Let’s use a crazy example. Imagine you’re a center fielder and for some reason, you’ve decided to play on the warning track. Now let’s imagine a routine fly ball is hit to shallow center field. You react to it immediately and get to top speed very quickly. You do everything right and make a sensational diving catch. In this example, you only get a small fraction of a run saved because based on average positioning, that’s a very easy play to make, when in reality, it took superhuman effort to execute the play.
Now imagine the exact same scenario, but you miss the catch by an inch. In this situation, you get assessed a rather large negative defensive score because it would have been an easy play on average, if you started in the right spot. If you fail to convert this ball into an out, the problem is where you started on the field. Was that your fault? Maybe. If it was, then the system worked perfectly. If it was a coaching error, then what we’d ideally want to do is give you lots of credit for almost making the play and somehow dock the team for poor coaching. We don’t have the granularity of data to do that, so it all gets thrown into the player’s score. This where people have trouble because if you’re watching the play, the skills on display were excellent and you can’t see why the fielder shouldn’t get credit. But it reality, the hit was allowed because of a defensive flaw.
So in reality, defensive metrics, even in non-trivial samples aren’t just about the player’s skills or how they played on a given set of days. The way I like to think about them is as an accounting of the Player-Team coverage of that position. Peralta at shortstop in 2014 was a measurement of how well the Cardinals prevented runs at shortstop while Peralta was in the game. Most of that is about Peralta, but some of it is about how well he was coached, how well the catcher communicated the pitch that was coming, and then all of the other normal noise involved in defense.
That might not be super satisfying for everyone, but it’s the best we’ve been able to do with the data we have so far. That might all change when StatCast comes online and we can give credit based on actual starting position rather than assumed starting position. Right now, we can’t locate the starting point of every fielder because we don’t have complete information (read: camera angles). Soon, we should be able to do that and some of these issues can be resolved, at least as far as true talent is concerned.

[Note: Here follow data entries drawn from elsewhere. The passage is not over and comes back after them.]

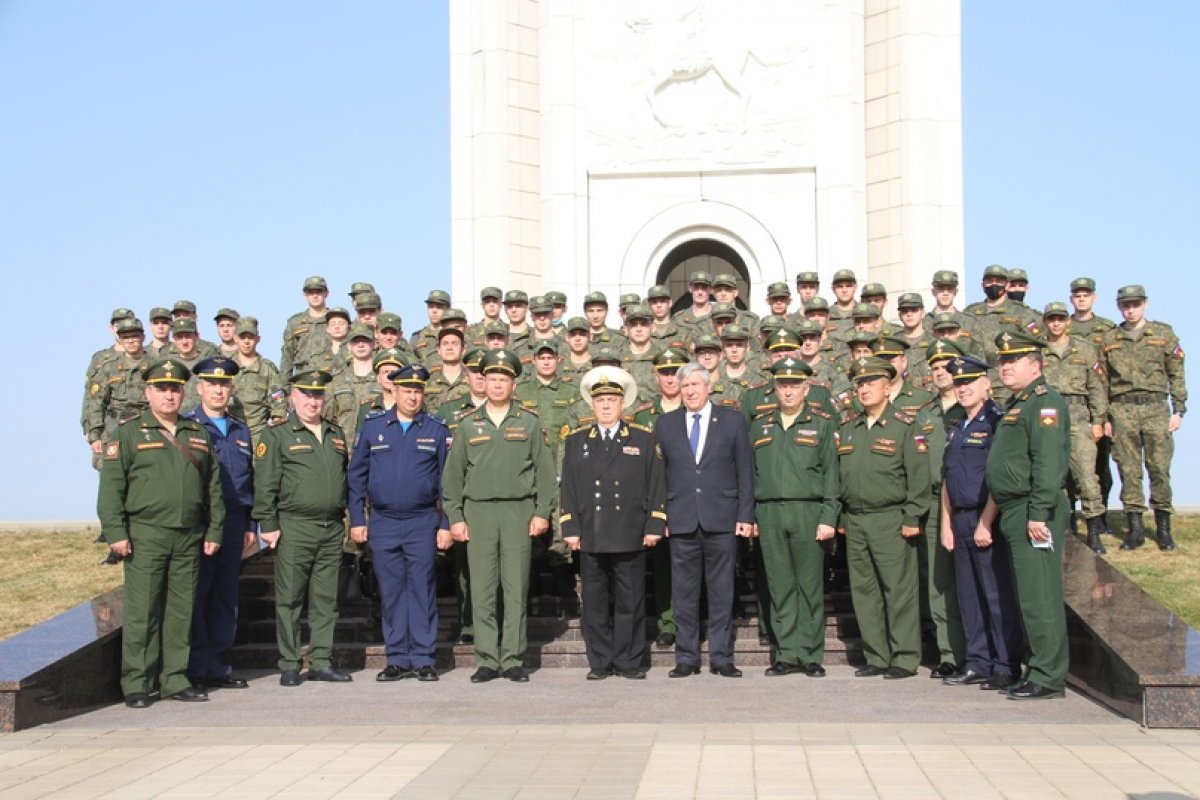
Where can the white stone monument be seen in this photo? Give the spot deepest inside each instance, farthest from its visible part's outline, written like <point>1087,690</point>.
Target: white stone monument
<point>615,144</point>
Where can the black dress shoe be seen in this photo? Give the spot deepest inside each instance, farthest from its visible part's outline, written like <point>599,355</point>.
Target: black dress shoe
<point>943,671</point>
<point>191,695</point>
<point>1031,691</point>
<point>484,674</point>
<point>226,681</point>
<point>517,674</point>
<point>966,678</point>
<point>137,701</point>
<point>394,672</point>
<point>726,671</point>
<point>997,684</point>
<point>781,668</point>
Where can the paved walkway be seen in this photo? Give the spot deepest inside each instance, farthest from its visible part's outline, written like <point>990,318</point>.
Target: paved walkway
<point>563,737</point>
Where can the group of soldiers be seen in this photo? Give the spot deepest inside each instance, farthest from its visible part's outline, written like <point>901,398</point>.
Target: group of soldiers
<point>1120,383</point>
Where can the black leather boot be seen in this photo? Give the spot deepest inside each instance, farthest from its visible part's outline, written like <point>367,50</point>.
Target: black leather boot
<point>1163,529</point>
<point>1137,535</point>
<point>1095,528</point>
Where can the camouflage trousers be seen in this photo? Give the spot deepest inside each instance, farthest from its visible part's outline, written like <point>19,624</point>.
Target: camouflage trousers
<point>1140,435</point>
<point>1083,481</point>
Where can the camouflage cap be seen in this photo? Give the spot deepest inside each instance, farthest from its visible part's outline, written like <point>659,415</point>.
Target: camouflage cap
<point>1132,292</point>
<point>166,371</point>
<point>942,350</point>
<point>995,271</point>
<point>389,320</point>
<point>217,367</point>
<point>389,356</point>
<point>778,289</point>
<point>869,368</point>
<point>369,300</point>
<point>790,368</point>
<point>183,325</point>
<point>361,331</point>
<point>501,361</point>
<point>783,340</point>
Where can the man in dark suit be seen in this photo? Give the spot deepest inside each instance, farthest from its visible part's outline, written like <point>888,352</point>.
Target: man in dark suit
<point>612,507</point>
<point>709,474</point>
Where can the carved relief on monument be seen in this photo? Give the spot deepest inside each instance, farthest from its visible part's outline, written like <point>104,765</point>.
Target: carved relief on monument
<point>719,82</point>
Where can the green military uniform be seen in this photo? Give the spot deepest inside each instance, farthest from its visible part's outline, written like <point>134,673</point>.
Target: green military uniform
<point>497,477</point>
<point>1026,473</point>
<point>797,487</point>
<point>300,491</point>
<point>885,486</point>
<point>165,503</point>
<point>1145,367</point>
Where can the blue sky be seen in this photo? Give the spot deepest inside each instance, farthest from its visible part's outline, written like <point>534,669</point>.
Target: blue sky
<point>221,151</point>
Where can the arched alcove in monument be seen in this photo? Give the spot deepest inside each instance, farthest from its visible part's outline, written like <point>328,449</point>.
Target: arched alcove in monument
<point>701,256</point>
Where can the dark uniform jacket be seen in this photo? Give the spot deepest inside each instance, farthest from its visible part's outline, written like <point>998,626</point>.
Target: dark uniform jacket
<point>612,494</point>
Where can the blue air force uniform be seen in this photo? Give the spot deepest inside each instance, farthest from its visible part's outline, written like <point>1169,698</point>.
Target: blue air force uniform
<point>399,473</point>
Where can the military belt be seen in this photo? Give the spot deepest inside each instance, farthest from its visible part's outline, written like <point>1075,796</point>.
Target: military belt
<point>1140,398</point>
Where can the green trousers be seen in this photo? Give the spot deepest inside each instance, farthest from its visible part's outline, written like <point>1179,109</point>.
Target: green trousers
<point>306,563</point>
<point>160,593</point>
<point>883,577</point>
<point>498,555</point>
<point>1037,577</point>
<point>793,561</point>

A player’s true range is a function of how well they move, but their effective range is a function of range+positioning. Right now, we measure the latter and that leaves us with some issues. This is why we don’t ever take the metrics as gospel, but they do a decent job painting a general picture. This week, we should start to see more and more StatCast data, so it’s going to be very interesting to learn just how good or bad the metrics are at estimating player defense.